Los ciudadanos que somos partidarios de la política no sentimos incomodidad cuando los políticos discuten y proponen un acuerdo posible. En el marco político de Andalucía, el Partido Andalucista es un defensor apasionado de que figure el concepto de nación en el preámbulo del Estatuto. El otro partido nacionalista, el Partido Popular, sólo desea que los valores espirituales de la nación se apliquen a España. La idea de realidad nacional surgió de la voluntad de consenso, un territorio intermedio preocupado por contentar a todas las opciones. No está mal, y se trata, además, de una fórmula que puede adquirir sentido con su mediana timidez en los debates de la política española. Algunas comunidades necesitan diferenciarse del resto del Estado, mientras que otras no están dispuestas, como resulta lógico, a que un valor sentimental se transforme en coartada jurídica para privilegios económicos. La fórmula realidad nacional puede ayudar a que unos ciudadanos se sientan históricamente diferenciados, proclamándose nación, y otros no tengan que renunciar a la igualdad de derechos propios de cualquier Estado democrático.

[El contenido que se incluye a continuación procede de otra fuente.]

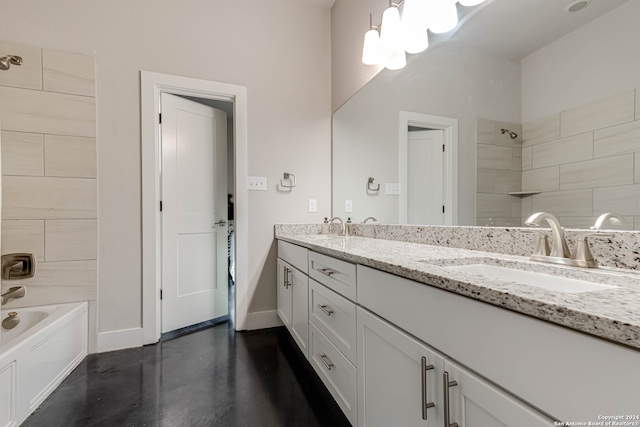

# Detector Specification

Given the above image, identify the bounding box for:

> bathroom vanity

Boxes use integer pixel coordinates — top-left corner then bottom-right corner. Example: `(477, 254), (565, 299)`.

(275, 225), (640, 427)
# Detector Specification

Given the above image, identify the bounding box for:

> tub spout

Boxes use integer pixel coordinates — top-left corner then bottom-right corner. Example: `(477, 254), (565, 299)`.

(1, 286), (26, 305)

A mí personalmente me gusta más la flexibilidad material de la realidad que el rigor vaporoso de la nación, con sus verdades infranqueables fundadas en la leyenda romántica. Todas las sociedades son históricas, y no porque dependan de unos orígenes incontaminados en el pozo sin fondo de los siglos, sino porque se fundan y se transforman en la Historia. A la política corresponde dar respuesta legal a las situaciones de cada realidad. La de mi ciudad, Granada, no responde hoy al espíritu del imperio romano, ni a la media luna árabe, ni al catolicismo triunfante castellano, ni a la España de Franco, sino a un país democrático que hace 30 años decidió dotarse de Comunidades Autónomas con fábricas de raíces, es decir, con canales de televisión y competencias educativas. No me parece por tanto muy descabellada la timidez intermedia y dialogante de una realidad nacional. ¿Mi identidad? La que se considere conveniente. Yo me encargo de mi conciencia, que también es una realidad histórica.
Luis García Montero es catedrático de Literatura en la Universidad de Granada y Premio Nacional de Poesía.